No. I am not talking about philosophy here but as a software developer, I am asking this question to myself. Who am I? Am I a software developer or a tester?
In software development process, quite often we hear such things as application works on my machine but I don’t know why it’s not working on testing machine? Or this requirement was not mentioned in the specification? Or the testing team is not providing correct values or it works with my data etc…
I bet as a project manager you would have come across these issues within your team or as a developer you would have said such things.
How do we minimize these kind of issues? The quest to find the answer to this question gave me the answer to my original question: Who Am I? I realized that no matter how strong your software development process is, no matter how good your agile QA process is, these issues will crop up unless the developer changes his mind set and realizes that he is a tester first than a developer. So the answer to the question “Who Am I?” is: you are neither a developer nor a tester but a combination of both. I would say you should be more of a tester than a developer.

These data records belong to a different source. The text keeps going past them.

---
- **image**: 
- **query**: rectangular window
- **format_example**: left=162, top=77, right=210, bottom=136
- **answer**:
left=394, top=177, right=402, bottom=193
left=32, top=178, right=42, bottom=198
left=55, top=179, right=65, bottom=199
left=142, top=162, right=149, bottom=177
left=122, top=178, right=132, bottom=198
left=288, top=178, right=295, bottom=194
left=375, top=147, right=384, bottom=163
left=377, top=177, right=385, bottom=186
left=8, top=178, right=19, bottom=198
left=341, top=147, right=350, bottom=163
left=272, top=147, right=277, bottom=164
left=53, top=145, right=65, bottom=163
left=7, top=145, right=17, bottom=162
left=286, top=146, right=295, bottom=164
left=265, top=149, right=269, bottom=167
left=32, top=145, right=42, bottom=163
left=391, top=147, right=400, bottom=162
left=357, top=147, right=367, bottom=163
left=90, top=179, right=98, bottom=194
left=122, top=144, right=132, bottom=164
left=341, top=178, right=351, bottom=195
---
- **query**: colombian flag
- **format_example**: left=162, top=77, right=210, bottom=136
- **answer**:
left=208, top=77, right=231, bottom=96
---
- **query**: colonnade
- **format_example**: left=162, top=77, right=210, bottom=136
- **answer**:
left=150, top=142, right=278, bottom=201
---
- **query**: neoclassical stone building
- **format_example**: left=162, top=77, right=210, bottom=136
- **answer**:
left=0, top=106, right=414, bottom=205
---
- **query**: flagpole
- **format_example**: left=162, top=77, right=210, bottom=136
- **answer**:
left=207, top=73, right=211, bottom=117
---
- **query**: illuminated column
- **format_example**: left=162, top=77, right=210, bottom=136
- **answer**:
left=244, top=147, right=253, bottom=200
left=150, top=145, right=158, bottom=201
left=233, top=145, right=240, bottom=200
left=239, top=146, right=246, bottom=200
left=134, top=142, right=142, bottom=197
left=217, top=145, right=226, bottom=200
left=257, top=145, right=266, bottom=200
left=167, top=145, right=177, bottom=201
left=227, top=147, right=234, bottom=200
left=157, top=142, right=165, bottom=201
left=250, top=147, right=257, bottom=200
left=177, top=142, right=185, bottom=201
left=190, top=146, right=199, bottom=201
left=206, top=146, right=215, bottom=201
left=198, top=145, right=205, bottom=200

You are a “Test-O-Developer”.
Now the developer ego in me is yelling at me what the heck? I am a developer. My job is to write code. I am not a tester. There is a testing team and let them do bug fixes. I will fix it. I don’t have time to code & test. –
Hey! You are writing the code. That’s cool but think about this. If you don’t act as a tester in finding out the ways of breaking your own code, if you don’t wear the tester hat & understand all the boundary conditions of your code then what happens. Well somebody will break your code. I am emphasizing: somebody will break your code.
In real life, we all don’t want somebody to point finger at us. Why the same can’t be applied when I am writing my code. It’s my code. Why do I want some 3rd person to find bugs in my code? Why should I just write code (with a minimal level of my so-called unit testing) & leave it to the testing team to do bug fixes? Why can’t I be a tester myself & find bugs in my code before I write it? Only then I can safe-guard my code from failing.
I don’t want somebody to say the tab order on the page is not working. I don’t want any specification to say the field length is 10 characters & users should not be able to enter more than that. I don’t want somebody to say my code fails when tested with production data or in testing environment etc…
These things are possible only when you think & realize that you should be a tester first then a developer.
No. I am not telling the testing team is not required. They are very much required. All I am advocating is as a developer bring in the acumen of the tester, cultivate the habit of finding issues with your code, think of ways to break the code before you code. As a developer aims for zero bugs in your code, as a tester aims to find more & more bugs. All I am conveying is to be a true developer or a “Test-O-Developer”.